Sales/marketing in pharmaceuticals is a wee bit more complex than in other sectors because the sales rep is in direct contact with doctors/clinicians who are not the end consumers but the decision makers. The law of the land does not allow pharmaceutical companies to explain the features & benefits of their products to the end consumer, the lay man. This is, of course, to discourage self-medication. Hence the pharma sales force has a difficult job of convincing highly educated doctors about their products and helping the doctor to decide what’s best for his patients, the end consumers – lay people.
In a highly genericized market such as India, every product is a commodity and price and services are highly prized differentiators. Being the industry that it is, regulators keep a close watch on pharmacos and discourage unfair trade practices. It is in such an environment that the importance of relation building emerges. A study conducted by INSEAD Professor of Organisational Behaviour Tom D’Aunno has found that relationship building is key to bringing in repeat business which accounts for up to 70 per cent of a firm’s revenues each year.
Consumers evince interest in repeat engagements with a person/firm, either because they want the magic of a product/service, in other parts of their business, or because they feel that they can still see value in associating with the person/firm. In pharma parlance this can be read as doctors would love to meet/work/reward a sales rep/company only because they value that individual and therefore the company that he/she represents. D’Aunno says that the major factor for clients deciding to re-hire the firm he studied because of what he calls, Closework, the ‘same side of the desk working’ approach. For the company, this means no barriers between its employees and its clients.

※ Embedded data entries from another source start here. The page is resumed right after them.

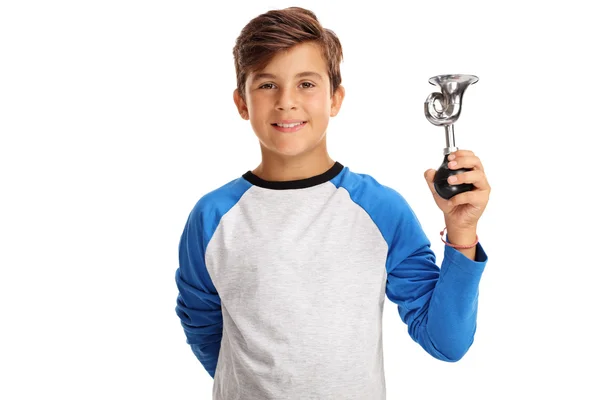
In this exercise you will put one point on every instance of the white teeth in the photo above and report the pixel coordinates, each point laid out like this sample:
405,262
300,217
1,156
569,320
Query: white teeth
289,125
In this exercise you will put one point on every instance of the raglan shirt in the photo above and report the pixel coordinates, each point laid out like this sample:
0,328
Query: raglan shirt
281,286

This is very interesting! To put it simply, it’s about relationship building. Do pharma sales rep take time to educate their most valued customers? Do they help their customers to build their business through more efficient servicing of their patients? Do they also try to understand what was motivating these doctors the most? Do they spend time understanding how their doctors service their patients? And do they feed this intelligence back to their companies to develop programs that help doctors reach their full potential of patient management?It’s both under these conditions, and as a result of the strong relationships built, that doctors may choose to associate with a particular pharma company again.